Full Title:
Borat: Cultural Learnings of America
for Make Benefit Glorious Nation of Kazakhstan

Director: Larry Charles

Easily the most controversial and discussed film of 2006, Borat (gleefully played by Sacha Baron Cohen) burst onto the American scene after appearing in sketches on Da Ali G Show in Britain with this big screen tale about the overzealous, unapologetically prejudiced and absurdly friendly TV reporter from Kazakhstan. At the beginning of the film, we see Borat Sagdiev in his natural setting just before he journeys to America, which helps establish the film’s fish-out-of-water paradigm or, as director Harold Ramis mentioned on TV’s Ebert and Roeper, the idea of Borat as one of the more recent incarnations of mythic characters on a Gulliver’s Travels styled hero’s journey. Borat, who ventures to the states in order to report on our cultural differences to (as the title notes) “make benefit” for his homeland arrives with his loyal sidekick Azamat Bogativ (a hilariously understated Ken Davitian) in tow.

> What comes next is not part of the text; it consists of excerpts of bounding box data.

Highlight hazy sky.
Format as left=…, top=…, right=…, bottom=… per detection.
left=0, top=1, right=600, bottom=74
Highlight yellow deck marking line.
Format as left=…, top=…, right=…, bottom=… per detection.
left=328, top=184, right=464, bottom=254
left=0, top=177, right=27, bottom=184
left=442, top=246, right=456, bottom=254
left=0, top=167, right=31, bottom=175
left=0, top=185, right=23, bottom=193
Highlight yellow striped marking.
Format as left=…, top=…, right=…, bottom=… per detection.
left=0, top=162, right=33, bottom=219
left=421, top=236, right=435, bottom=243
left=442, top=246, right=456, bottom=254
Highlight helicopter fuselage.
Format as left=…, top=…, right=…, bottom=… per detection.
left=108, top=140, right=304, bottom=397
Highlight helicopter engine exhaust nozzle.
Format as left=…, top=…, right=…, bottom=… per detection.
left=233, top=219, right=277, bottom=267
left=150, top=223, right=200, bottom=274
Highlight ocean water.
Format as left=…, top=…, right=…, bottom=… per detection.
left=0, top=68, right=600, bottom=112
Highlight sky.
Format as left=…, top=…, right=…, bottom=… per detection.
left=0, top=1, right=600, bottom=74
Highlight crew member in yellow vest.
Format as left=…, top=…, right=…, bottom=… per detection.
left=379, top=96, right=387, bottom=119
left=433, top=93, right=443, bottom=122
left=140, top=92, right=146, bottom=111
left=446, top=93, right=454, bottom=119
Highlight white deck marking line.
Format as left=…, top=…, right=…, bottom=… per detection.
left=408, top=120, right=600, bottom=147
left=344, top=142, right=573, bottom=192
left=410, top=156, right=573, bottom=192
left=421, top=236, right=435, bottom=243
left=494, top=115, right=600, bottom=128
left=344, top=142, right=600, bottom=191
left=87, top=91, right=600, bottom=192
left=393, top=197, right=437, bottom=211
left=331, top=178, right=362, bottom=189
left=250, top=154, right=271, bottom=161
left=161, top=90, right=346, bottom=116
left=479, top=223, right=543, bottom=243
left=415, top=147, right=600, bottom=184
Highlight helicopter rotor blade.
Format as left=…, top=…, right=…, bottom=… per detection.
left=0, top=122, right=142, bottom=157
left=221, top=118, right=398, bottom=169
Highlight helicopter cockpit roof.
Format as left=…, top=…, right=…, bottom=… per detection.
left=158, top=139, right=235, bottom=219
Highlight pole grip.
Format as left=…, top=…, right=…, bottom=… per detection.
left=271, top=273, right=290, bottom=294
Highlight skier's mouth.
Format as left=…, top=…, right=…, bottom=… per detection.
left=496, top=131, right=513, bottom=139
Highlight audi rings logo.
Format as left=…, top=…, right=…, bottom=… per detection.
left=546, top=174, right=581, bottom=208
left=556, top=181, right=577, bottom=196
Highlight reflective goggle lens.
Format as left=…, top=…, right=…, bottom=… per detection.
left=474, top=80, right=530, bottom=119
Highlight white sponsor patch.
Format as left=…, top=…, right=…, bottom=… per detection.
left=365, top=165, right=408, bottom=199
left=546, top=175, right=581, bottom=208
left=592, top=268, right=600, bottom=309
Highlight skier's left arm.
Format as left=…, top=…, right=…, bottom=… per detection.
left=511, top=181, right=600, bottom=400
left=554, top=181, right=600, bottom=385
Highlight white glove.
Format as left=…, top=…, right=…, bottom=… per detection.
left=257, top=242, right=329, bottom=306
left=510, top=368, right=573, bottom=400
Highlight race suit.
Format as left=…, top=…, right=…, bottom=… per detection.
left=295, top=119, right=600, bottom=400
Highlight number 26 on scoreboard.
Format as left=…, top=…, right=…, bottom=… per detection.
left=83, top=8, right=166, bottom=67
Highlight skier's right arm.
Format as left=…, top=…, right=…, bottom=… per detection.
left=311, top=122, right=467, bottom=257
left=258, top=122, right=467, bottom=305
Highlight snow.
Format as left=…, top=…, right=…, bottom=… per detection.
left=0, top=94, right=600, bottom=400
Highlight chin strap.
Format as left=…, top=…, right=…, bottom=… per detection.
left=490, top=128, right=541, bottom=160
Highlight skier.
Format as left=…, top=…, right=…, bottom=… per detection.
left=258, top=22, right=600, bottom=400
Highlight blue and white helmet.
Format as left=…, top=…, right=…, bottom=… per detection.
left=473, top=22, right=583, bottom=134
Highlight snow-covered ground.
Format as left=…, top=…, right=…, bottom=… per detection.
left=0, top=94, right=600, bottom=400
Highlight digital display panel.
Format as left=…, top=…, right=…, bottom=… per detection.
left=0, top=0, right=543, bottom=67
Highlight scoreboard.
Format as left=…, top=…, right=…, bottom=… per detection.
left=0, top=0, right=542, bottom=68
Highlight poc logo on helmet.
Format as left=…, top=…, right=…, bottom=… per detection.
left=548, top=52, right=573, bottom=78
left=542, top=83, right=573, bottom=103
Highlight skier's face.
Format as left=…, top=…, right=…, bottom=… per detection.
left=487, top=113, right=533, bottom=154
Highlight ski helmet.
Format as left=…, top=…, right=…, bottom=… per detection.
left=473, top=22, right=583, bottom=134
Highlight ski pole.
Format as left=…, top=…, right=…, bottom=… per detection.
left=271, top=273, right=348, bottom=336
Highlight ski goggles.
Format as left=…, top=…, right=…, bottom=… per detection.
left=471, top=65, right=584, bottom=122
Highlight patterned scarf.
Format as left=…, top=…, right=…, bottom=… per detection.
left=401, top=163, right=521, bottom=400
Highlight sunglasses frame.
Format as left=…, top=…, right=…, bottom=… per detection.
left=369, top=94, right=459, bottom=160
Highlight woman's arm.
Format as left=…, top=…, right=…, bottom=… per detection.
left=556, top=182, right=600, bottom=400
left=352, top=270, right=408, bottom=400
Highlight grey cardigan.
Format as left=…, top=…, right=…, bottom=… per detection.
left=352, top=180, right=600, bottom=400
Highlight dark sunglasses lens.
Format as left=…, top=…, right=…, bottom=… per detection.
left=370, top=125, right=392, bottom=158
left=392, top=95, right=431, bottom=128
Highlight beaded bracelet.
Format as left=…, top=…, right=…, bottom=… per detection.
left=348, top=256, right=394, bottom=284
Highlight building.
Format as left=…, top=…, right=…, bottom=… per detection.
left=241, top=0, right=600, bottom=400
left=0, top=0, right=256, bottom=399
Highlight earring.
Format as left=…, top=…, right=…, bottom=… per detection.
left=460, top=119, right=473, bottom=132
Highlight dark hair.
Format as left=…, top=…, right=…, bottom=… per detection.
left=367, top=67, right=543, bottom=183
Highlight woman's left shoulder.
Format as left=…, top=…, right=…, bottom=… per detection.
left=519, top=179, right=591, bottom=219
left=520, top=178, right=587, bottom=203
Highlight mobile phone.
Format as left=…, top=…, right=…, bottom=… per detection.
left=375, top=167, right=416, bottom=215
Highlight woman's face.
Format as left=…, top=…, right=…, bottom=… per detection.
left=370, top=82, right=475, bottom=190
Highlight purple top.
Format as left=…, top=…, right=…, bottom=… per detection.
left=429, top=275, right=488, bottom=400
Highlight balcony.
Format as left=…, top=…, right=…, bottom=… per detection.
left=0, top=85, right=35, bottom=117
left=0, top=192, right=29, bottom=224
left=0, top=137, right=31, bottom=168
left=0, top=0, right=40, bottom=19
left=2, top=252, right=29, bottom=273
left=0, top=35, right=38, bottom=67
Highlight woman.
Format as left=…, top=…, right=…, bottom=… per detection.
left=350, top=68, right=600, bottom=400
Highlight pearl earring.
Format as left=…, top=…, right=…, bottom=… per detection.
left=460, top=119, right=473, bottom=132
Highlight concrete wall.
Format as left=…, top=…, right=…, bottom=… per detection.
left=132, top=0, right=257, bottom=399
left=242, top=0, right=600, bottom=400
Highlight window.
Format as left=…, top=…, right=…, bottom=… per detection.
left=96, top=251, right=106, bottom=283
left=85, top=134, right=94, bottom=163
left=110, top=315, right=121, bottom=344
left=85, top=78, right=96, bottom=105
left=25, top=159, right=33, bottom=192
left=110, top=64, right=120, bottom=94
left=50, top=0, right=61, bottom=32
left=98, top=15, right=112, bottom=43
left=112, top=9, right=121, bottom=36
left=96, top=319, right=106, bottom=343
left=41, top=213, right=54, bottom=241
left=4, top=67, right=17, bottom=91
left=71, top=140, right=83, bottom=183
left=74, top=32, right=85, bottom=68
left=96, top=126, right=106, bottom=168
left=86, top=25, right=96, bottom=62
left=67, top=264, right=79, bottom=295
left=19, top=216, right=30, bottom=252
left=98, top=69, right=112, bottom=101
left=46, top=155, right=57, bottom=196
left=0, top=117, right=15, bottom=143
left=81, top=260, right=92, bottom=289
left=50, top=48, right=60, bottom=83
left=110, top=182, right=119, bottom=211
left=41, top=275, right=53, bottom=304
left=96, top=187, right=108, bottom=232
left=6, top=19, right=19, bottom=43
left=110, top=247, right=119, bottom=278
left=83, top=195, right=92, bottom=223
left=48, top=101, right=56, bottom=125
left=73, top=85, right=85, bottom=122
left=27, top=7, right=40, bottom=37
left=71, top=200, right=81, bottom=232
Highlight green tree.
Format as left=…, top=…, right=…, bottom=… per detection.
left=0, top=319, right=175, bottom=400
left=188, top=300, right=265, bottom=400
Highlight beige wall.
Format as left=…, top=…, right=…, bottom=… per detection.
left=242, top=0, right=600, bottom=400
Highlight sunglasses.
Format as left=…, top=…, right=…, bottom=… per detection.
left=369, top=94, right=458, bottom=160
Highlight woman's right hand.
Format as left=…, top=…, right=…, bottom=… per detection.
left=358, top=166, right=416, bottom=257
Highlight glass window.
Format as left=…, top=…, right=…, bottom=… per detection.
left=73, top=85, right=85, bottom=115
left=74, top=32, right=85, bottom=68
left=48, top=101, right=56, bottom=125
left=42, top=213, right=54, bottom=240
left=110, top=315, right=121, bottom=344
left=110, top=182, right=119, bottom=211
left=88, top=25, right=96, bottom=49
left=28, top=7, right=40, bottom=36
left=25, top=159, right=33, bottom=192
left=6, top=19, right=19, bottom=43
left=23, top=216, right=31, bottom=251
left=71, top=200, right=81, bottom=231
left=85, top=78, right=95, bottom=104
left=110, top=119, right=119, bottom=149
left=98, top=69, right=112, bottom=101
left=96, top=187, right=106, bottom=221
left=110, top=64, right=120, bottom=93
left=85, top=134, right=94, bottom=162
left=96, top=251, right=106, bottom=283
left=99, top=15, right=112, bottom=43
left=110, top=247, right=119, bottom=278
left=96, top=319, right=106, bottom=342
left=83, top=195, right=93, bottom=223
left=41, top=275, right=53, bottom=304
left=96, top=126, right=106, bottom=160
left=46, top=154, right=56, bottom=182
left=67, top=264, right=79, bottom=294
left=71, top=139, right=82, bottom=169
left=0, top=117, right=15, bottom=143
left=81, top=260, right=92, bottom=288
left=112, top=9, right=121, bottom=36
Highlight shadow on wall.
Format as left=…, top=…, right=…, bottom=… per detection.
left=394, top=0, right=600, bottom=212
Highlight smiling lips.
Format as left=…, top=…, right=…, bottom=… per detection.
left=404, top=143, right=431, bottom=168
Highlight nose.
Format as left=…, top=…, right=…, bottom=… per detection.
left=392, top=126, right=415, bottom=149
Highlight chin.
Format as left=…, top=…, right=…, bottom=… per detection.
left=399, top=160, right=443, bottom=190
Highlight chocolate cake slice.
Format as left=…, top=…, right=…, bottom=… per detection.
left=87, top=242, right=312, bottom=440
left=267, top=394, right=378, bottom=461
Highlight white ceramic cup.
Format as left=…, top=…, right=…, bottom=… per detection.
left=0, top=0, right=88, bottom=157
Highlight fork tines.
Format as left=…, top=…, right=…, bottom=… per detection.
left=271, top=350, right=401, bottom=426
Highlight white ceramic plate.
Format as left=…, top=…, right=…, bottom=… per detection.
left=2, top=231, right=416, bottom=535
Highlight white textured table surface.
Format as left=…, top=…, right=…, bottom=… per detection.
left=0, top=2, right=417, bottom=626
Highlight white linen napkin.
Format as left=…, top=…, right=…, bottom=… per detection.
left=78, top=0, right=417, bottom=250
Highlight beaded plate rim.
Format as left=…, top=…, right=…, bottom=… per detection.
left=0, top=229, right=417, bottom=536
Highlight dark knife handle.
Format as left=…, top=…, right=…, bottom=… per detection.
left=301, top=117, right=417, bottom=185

The two men bicker and make up like an old married couple as they encounter a wide variety of Americans from a driving instructor to a hooker, feminists, hotel clerks, and rodeo cowboys before Borat’s educational journey takes a detour of the heart after an accidental TV channel change causes a romantic obsession with Baywatch television star Pamela Anderson, whom Borat decides he will wed. Admittedly, the hilarious film was a bit over praised before and after its theatrical release (setting up viewers for a slight let-down due to the exhaustive media coverage) but there are certain scenes that you’ll find yourself wanting to rewind again and again because you may have laughed over one or more of the jokes. The film is funnier on repeat viewings as Borat’s antics will cause you to squirm on the initial screening when you realize that it’s a mockumentary wherein most of the people involved were not in on the joke and multiple lawsuits did ensue (thereby some of the anti-humanitarian, offensive and prejudiced sentiments of a few of the “average” Americans depicted will justly tick some off) and the police were called on Cohen over ninety times during the film’s production. The film earned numerous critical awards and nominations including a Golden Globe for the Best Performance by an Actor in a Musical or Comedy for Cohen in 2006 and the award for Best Comedy Movie by the Broadcast Film Critics Association.